Community guidelines

When you contribute your ideas and thoughts at ItsMILife.com, you are putting your work out on the Internet for the entire world to see. It’s important that you adhere to a few simple rules. But it’s also important that you use common sense, respect others on the site and, above all, have fun!

What is acceptable

There are a lot of ways you can contribute and be a part of this community. They include:

Become a blogger: You can create your own blog posts, including links to photos, videos and other sites. This allows you a voice in the community. One important way to use that voice is to start a “conversation” with others. That means you write about things that will encourage other users to comment and contribute, link back, and create meaningful dialogue for the others othe site.
Ask a question: Do you have a question about high school, college, careers?

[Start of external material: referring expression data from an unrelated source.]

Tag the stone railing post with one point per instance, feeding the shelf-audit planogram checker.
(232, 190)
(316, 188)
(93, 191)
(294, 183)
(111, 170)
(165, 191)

Sports, extra curricular activities or standardized tests? ItsMILife users can ask and answer questions, post them in groups and tag them based on content.
Answer questions : If you are a registered ItsMILife user you are invited to answer questions posed by others on the site. We encourage this! Please feel free to link to content that helps support your answers. If you want to know more about linking, we provide a tutorial on how to link effectively.
Comment: You can comment on others’ blog posts. We want this, and encourage this. Remember to be respectful!
Join a group: We have created “groups” at ItsMILife so that members can “gather” with others who share their interests or goals. The initial groups center around colleges and universities. But if you have a group you would like to suggest, please let us know.

What’s not acceptable

ItsMILife is a site by, for and about you, the users. So please help us police it for unacceptable content, and maintain standards for your own posts. Here are the kinds of content we consider unacceptable:

  • Blog posts, questions, answers or comments that are used to abuse or harass another person.
  • Defamatory statements that are knowingly false or mispresent another person.
  • Violates copyright: Copyright is the “seal” someone puts on their own creative works, whether it’s a body of text, a photo, a graphic or a video. There are a number of places on the Internet where people share their work. YouTube, for example, encourages sharing of much of its work by providing an “embed” code. You can even have YouTube videos appear on your own sites, or this one. Flickr and other photo sites have some photos available for sharing. And there is a lot of content that now carries something called the Creative Commons license, which means you can copy and use the content under some circumstances. But it’s a violation of law to copy someone’s work without crediting that person. And it’s just good Internet manners to credit and link to the work of others.